Thanks Pat for a great article.

Ted Lewis

on May 12, 2014 at 5:42 pm |PatThanks, Ted. I brought my students to the U of A a number of times for the math events you organized (when I was quick enough to get us registered!) We always had a great time, and it was exciting to see my students so pumped about math activities!

on May 13, 2014 at 10:24 am |chrisExcellent insight. I wonder what the probability that similar instructional strategies applied by non-math majors or math-phobes will yield similar results? In terms of large scale implementation, the next question seems to be what percentage of of each group can a large scale educational complex likely field or grow?
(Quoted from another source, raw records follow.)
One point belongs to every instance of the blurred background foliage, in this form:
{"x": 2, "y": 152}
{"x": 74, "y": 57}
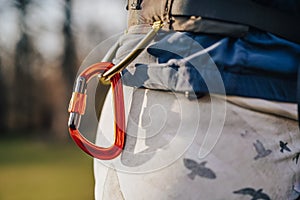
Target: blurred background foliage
{"x": 42, "y": 44}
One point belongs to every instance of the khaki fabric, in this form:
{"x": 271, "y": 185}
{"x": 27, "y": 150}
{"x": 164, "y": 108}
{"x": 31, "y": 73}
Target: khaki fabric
{"x": 254, "y": 157}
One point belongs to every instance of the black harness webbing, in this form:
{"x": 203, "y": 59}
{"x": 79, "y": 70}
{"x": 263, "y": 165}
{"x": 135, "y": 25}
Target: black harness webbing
{"x": 278, "y": 22}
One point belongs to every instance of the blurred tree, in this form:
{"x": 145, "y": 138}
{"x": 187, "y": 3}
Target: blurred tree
{"x": 24, "y": 94}
{"x": 3, "y": 101}
{"x": 69, "y": 62}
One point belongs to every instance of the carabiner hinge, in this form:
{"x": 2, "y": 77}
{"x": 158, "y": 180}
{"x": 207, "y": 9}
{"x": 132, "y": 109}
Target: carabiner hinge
{"x": 107, "y": 75}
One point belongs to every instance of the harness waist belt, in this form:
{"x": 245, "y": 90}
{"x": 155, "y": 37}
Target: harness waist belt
{"x": 229, "y": 13}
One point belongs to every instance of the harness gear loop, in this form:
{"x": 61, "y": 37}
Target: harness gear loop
{"x": 106, "y": 76}
{"x": 110, "y": 74}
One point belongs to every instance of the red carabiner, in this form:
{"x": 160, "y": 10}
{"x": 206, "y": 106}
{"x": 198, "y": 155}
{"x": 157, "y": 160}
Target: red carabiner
{"x": 77, "y": 108}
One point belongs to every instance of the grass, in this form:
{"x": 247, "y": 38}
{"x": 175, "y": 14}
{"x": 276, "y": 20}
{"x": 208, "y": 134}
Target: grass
{"x": 33, "y": 169}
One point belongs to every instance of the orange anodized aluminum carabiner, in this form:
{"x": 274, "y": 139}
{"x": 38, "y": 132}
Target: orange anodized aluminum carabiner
{"x": 110, "y": 73}
{"x": 77, "y": 108}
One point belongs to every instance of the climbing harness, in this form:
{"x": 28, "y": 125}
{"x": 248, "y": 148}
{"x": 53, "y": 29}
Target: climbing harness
{"x": 109, "y": 74}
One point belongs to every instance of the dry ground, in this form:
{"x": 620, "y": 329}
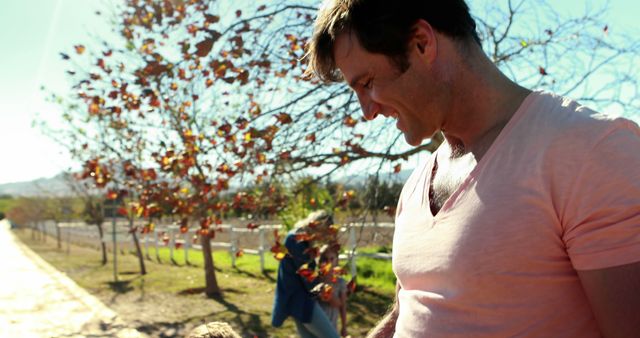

on September 16, 2014 at 2:28 pm |thinking101canadaReblogged this on thinking101canada and commented:

Thanks, Pat, Very nicely written.

I would ask what areas of mathematics the participants involved in this dialogue are associated with as my years of experience with mathematicians, scientists, computer scientists and engineers from a wide range of Universities around the world convinces me that we too often only hear from one side in this debate about what math professors see, hear and want from students. I have a colleague who every Fall would call me and complain that despite the A’s on their transcripts the students he is getting in for his PhD program cannot think, problem solve or create… what is wrong with the math programs they are in….? So where does he fit at this roundtable discussion?